U.S. Supreme Court move ends relaxed Ohio signature rules
The U.S. Supreme Court has denied an effort by Ohio ballot campaigns to win access to more flexible signature-gathering rules during the coronavirus pandemic. The high court denied the campaigns’ application without comment Thursday. That leaves in place a decision by the U.S. 6th Circuit Court of Appeals blocking relaxed restrictions on the signatures ordered by a lower court. Backers of the voting rights package suspended their campaign last week. Thursday’s decision gives little leeway to the remaining campaigns promoting a minimum wage increase and marijuana decriminalization ahead of the state’s now-unchanged signature deadline of June 30.
Lebron James launches new media company
Akron native NBA star LeBron James is launching a new media company with his business partner and childhood friend, Maverick Carter. The SpringHill Company is designed to empower diverse creators and audiences whose voices have been marginalized. They launched the company after raising $100 million.

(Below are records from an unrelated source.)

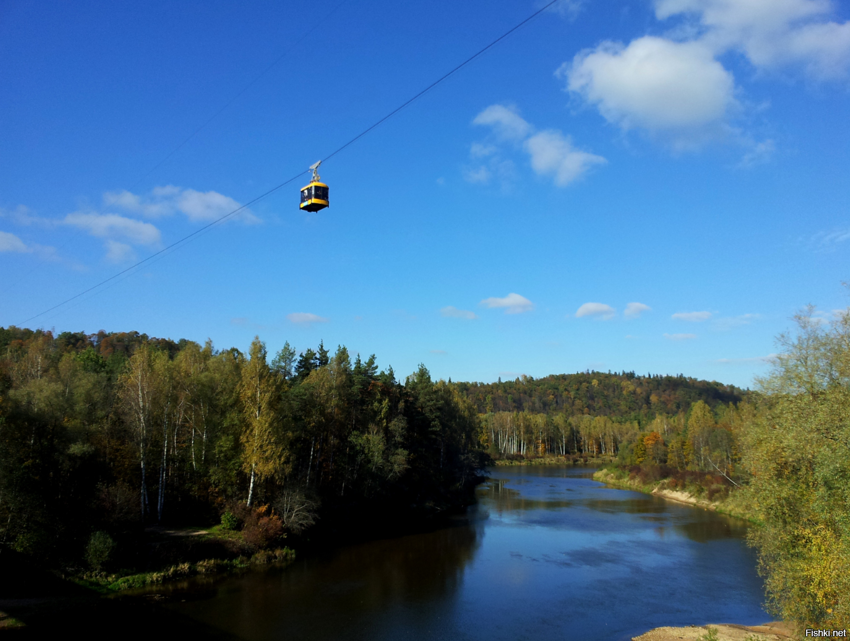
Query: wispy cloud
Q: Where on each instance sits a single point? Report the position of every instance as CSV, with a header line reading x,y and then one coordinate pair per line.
x,y
166,200
692,317
512,303
119,252
770,358
553,154
759,154
550,152
772,35
598,310
634,310
454,312
826,241
113,226
731,322
505,121
11,243
305,319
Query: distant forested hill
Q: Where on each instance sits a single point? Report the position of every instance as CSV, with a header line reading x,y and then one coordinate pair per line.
x,y
624,396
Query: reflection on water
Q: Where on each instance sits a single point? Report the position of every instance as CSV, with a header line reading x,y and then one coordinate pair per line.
x,y
546,553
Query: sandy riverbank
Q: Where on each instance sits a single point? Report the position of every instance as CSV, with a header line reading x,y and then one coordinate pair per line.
x,y
731,506
774,631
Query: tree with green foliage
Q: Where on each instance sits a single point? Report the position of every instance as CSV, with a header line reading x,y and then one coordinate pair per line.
x,y
798,454
259,393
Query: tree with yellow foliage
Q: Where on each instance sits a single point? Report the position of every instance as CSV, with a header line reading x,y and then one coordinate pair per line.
x,y
798,453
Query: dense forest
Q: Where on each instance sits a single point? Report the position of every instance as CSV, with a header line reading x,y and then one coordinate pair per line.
x,y
105,433
625,396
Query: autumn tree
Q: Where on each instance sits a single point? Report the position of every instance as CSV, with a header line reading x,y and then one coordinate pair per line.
x,y
259,393
798,453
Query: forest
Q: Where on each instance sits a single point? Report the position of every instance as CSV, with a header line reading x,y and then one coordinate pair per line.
x,y
103,434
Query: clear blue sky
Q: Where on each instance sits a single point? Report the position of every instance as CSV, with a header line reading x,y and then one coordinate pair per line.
x,y
647,185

AAA forecasts fewer road trips this summer due to COVID-19
AAA predicts Americans this summer will take 700 million trips -- 97% will be by car. That number is down nearly 15% compared to last July through September, and is the first decline in summer travel since 2009. Air travel is expected to decrease by about 74% amid the pandemic. AAA booking trends show that as Americans return to making travel plans, they are doing so cautiously and more spur-of-the-moment. AAA says it has a COVID-19 travel restrictions map on its website.